Those nuCanoe's look pretty sweet. I've been talking for 2 or 3 years about getting a 'yak. It looks like they go $750 or $850 depending on size. Does that sound right or can you find deals on them?


----------



## meathelmet

Bucket,
I found a great deal at Kayak Corral in Saline, Mi for $670.00 base model. They are really nice and they have lots of yaks! I really like the Native and Wilderness but I thought that the NuCanoe gave me more options: rowing, paddeling, fishing, etc....


----------



## olderfer

Agree about the Kayak Corral in Saline -- I've bought two boats from them.

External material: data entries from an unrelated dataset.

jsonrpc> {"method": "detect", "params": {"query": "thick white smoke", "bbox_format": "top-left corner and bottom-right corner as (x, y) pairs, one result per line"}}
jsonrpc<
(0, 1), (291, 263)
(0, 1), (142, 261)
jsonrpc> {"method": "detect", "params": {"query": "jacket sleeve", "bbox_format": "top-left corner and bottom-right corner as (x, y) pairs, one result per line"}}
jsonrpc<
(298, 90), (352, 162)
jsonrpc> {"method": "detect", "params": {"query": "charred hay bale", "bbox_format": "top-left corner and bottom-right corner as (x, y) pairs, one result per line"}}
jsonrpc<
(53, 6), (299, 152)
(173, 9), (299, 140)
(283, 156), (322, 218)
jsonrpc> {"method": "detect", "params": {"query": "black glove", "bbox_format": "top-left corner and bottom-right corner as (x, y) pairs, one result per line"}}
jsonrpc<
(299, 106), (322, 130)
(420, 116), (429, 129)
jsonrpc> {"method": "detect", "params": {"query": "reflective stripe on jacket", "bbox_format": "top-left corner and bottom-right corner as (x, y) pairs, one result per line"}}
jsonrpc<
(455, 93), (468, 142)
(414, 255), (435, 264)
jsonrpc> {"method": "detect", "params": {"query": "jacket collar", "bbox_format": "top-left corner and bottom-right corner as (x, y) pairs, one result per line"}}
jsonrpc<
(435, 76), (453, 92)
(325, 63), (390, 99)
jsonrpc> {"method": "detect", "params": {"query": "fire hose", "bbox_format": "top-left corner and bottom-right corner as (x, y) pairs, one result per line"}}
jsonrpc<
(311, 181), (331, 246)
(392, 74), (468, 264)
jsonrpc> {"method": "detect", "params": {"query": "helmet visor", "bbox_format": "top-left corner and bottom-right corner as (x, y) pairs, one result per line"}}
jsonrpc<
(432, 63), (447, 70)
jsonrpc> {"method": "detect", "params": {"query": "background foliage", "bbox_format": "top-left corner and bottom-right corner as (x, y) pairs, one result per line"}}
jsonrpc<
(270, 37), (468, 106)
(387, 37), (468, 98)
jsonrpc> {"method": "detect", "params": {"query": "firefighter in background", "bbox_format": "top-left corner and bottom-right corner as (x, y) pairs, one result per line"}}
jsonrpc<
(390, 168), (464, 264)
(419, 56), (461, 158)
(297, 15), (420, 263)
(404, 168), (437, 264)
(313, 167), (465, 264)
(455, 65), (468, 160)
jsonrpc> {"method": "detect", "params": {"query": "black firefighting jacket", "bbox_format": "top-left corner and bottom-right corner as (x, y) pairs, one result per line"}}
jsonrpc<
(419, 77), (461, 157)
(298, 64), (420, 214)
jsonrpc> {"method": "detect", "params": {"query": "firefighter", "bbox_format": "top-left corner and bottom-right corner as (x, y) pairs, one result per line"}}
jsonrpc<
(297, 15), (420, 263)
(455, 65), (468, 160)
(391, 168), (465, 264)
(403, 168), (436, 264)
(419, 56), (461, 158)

They have a good website with photos/slide shows of some of my favorite fishing lakes in SE Michigan.

http://www.kayakcorral.com/kayaks_pics3.htm


As to the Nucanoe, it appears to have a lot going for it. But it has the same WIDE profile as the Sportspal I recently sold. I've found that a beam of around 30" offers adequate stability and is much easier and more responsive to paddle. That's why I have a kayak in the first place.

As to prices, the $600 - $800 range is about right.

Jim


----------



## meathelmet

It took a loooong time for me to finally choose a kayak which NuCanoe can be considered more of a hybrid. I spent all summer fishing from my buddies Native Watercraft. I really enjoyed sitting back and just peddling along. Standing from the Ultimate 12' propel was pretty stable too. I think that the variety of yaks is great but it makes it harder to choose one!


----------